Determine if the point (3,8) is a solution to the simultaneous inequalities y>x+5 and y≤6x−3 . Select the response that gives the correct answer as well as the correct reasoning.(1 point)

To determine if the point (3, 8) is a solution to the simultaneous inequalities \( y > x + 5 \) and \( y \leq 6x - 3 \), we need to check each inequality:

1. For the inequality \( y > x + 5 \):

   • Substitute \( x = 3 \) and \( y = 8 \): \[ 8 > 3 + 5 \implies 8 > 8 \] This is not true because 8 is not greater than 8.

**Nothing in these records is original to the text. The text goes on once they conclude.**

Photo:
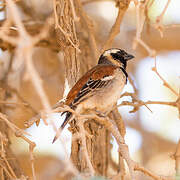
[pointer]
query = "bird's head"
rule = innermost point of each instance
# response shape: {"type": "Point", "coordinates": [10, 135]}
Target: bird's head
{"type": "Point", "coordinates": [115, 56]}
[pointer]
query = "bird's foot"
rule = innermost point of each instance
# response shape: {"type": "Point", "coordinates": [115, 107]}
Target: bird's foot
{"type": "Point", "coordinates": [100, 114]}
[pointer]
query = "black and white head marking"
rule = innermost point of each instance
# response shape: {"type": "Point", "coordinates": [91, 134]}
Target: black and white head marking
{"type": "Point", "coordinates": [116, 54]}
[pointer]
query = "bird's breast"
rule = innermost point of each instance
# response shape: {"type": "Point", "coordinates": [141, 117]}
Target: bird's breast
{"type": "Point", "coordinates": [104, 99]}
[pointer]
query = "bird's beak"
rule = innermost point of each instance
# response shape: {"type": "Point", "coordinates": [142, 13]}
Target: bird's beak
{"type": "Point", "coordinates": [128, 57]}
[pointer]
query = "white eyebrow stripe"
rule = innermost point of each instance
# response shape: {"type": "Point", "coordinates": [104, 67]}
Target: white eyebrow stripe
{"type": "Point", "coordinates": [107, 78]}
{"type": "Point", "coordinates": [110, 51]}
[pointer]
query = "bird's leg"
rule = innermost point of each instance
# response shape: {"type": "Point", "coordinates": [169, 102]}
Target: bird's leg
{"type": "Point", "coordinates": [99, 113]}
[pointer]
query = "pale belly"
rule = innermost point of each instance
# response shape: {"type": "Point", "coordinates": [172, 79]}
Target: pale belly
{"type": "Point", "coordinates": [105, 98]}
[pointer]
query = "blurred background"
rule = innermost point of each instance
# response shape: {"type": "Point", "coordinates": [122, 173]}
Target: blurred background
{"type": "Point", "coordinates": [151, 136]}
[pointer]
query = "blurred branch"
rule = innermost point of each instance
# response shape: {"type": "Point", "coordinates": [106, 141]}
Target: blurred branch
{"type": "Point", "coordinates": [165, 83]}
{"type": "Point", "coordinates": [123, 6]}
{"type": "Point", "coordinates": [90, 29]}
{"type": "Point", "coordinates": [159, 24]}
{"type": "Point", "coordinates": [136, 103]}
{"type": "Point", "coordinates": [177, 160]}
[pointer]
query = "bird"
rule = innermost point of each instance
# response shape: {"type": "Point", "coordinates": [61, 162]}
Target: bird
{"type": "Point", "coordinates": [100, 87]}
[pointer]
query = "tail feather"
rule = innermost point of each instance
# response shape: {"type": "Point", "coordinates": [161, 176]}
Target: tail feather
{"type": "Point", "coordinates": [68, 116]}
{"type": "Point", "coordinates": [58, 133]}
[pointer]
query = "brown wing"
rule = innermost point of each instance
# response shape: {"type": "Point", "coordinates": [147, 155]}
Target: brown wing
{"type": "Point", "coordinates": [94, 78]}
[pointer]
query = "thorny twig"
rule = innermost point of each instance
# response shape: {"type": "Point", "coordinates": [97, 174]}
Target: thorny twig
{"type": "Point", "coordinates": [165, 83]}
{"type": "Point", "coordinates": [123, 6]}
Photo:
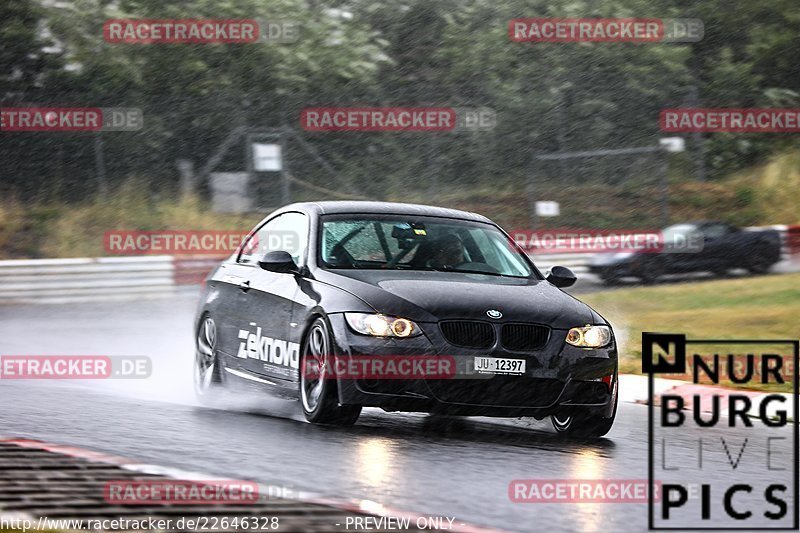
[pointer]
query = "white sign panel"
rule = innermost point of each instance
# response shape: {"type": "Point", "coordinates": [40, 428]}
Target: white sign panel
{"type": "Point", "coordinates": [548, 209]}
{"type": "Point", "coordinates": [267, 157]}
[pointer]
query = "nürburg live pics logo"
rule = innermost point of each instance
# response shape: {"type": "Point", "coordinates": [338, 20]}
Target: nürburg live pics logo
{"type": "Point", "coordinates": [725, 454]}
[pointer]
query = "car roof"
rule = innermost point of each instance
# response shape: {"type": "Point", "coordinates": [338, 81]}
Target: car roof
{"type": "Point", "coordinates": [393, 208]}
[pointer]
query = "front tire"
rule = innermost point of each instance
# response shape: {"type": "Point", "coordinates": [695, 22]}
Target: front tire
{"type": "Point", "coordinates": [584, 425]}
{"type": "Point", "coordinates": [759, 267]}
{"type": "Point", "coordinates": [318, 394]}
{"type": "Point", "coordinates": [206, 371]}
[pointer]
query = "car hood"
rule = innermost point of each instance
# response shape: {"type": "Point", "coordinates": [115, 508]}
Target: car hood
{"type": "Point", "coordinates": [431, 296]}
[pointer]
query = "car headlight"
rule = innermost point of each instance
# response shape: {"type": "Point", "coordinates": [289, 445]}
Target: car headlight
{"type": "Point", "coordinates": [589, 336]}
{"type": "Point", "coordinates": [382, 325]}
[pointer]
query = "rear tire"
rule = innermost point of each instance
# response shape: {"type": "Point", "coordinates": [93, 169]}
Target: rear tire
{"type": "Point", "coordinates": [318, 394]}
{"type": "Point", "coordinates": [206, 370]}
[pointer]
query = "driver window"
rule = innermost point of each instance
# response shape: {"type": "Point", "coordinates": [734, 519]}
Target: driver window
{"type": "Point", "coordinates": [287, 232]}
{"type": "Point", "coordinates": [715, 231]}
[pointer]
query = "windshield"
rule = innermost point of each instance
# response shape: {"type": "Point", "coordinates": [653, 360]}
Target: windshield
{"type": "Point", "coordinates": [397, 243]}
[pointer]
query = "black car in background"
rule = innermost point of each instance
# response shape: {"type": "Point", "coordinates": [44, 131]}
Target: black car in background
{"type": "Point", "coordinates": [319, 284]}
{"type": "Point", "coordinates": [717, 248]}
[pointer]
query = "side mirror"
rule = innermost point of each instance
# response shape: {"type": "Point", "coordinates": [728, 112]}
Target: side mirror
{"type": "Point", "coordinates": [279, 261]}
{"type": "Point", "coordinates": [561, 277]}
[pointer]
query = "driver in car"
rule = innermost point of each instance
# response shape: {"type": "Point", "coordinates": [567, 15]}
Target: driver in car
{"type": "Point", "coordinates": [448, 252]}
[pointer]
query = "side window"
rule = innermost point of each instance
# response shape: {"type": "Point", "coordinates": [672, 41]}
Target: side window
{"type": "Point", "coordinates": [287, 232]}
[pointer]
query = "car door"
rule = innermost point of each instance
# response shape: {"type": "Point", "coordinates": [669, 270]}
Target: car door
{"type": "Point", "coordinates": [266, 300]}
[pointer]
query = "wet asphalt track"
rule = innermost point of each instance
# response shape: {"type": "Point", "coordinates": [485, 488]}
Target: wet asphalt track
{"type": "Point", "coordinates": [436, 466]}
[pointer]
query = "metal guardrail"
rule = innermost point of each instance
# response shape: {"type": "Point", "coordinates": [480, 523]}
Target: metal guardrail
{"type": "Point", "coordinates": [86, 279]}
{"type": "Point", "coordinates": [69, 280]}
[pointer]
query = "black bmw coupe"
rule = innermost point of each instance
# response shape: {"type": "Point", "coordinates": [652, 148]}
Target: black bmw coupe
{"type": "Point", "coordinates": [344, 305]}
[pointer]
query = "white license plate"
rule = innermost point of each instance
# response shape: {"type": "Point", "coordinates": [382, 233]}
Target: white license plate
{"type": "Point", "coordinates": [497, 365]}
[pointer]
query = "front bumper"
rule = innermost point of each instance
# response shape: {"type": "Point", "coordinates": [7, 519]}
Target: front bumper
{"type": "Point", "coordinates": [558, 377]}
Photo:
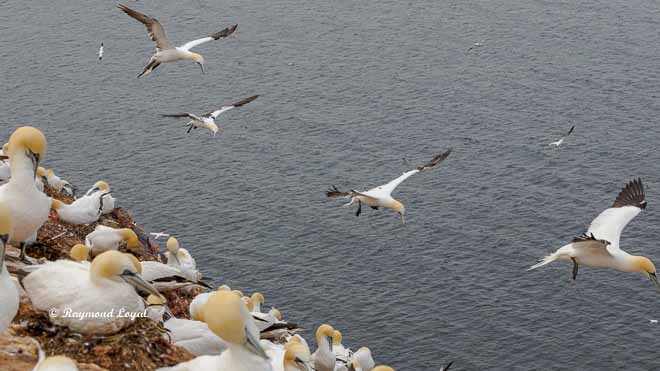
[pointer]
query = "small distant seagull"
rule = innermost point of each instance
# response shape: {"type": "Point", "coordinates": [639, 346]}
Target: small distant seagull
{"type": "Point", "coordinates": [478, 44]}
{"type": "Point", "coordinates": [560, 141]}
{"type": "Point", "coordinates": [207, 120]}
{"type": "Point", "coordinates": [159, 235]}
{"type": "Point", "coordinates": [165, 51]}
{"type": "Point", "coordinates": [382, 195]}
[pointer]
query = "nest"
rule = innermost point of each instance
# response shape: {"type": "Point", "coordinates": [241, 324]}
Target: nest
{"type": "Point", "coordinates": [144, 345]}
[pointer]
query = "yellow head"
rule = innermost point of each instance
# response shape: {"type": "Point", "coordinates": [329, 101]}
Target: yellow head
{"type": "Point", "coordinates": [79, 253]}
{"type": "Point", "coordinates": [29, 141]}
{"type": "Point", "coordinates": [130, 237]}
{"type": "Point", "coordinates": [336, 337]}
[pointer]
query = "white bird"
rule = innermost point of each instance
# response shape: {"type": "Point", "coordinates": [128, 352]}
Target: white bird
{"type": "Point", "coordinates": [165, 51]}
{"type": "Point", "coordinates": [381, 196]}
{"type": "Point", "coordinates": [599, 246]}
{"type": "Point", "coordinates": [362, 360]}
{"type": "Point", "coordinates": [109, 285]}
{"type": "Point", "coordinates": [81, 211]}
{"type": "Point", "coordinates": [228, 317]}
{"type": "Point", "coordinates": [207, 120]}
{"type": "Point", "coordinates": [159, 235]}
{"type": "Point", "coordinates": [105, 238]}
{"type": "Point", "coordinates": [28, 206]}
{"type": "Point", "coordinates": [9, 296]}
{"type": "Point", "coordinates": [324, 358]}
{"type": "Point", "coordinates": [102, 189]}
{"type": "Point", "coordinates": [560, 141]}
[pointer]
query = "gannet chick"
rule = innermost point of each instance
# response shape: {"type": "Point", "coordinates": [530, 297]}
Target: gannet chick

2. For the inequality \( y \leq 6x - 3 \):

   • Substitute \( x = 3 \) and \( y = 8 \): \[ 8 \leq 6(3) - 3 \implies 8 \leq 18 - 3 \implies 8 \leq 15 \] This is true because 8 is less than or equal to 15.

Based on this analysis:

• The point (3, 8) is not a solution for the first inequality \( y > x + 5 \).
• The point (3, 8) is a solution for the second inequality \( y \leq 6x - 3 \).

Therefore, the correct response is:

No, it is in the solution set for \( y \leq 6x - 3 \), but on the line for \( y > x + 5 \).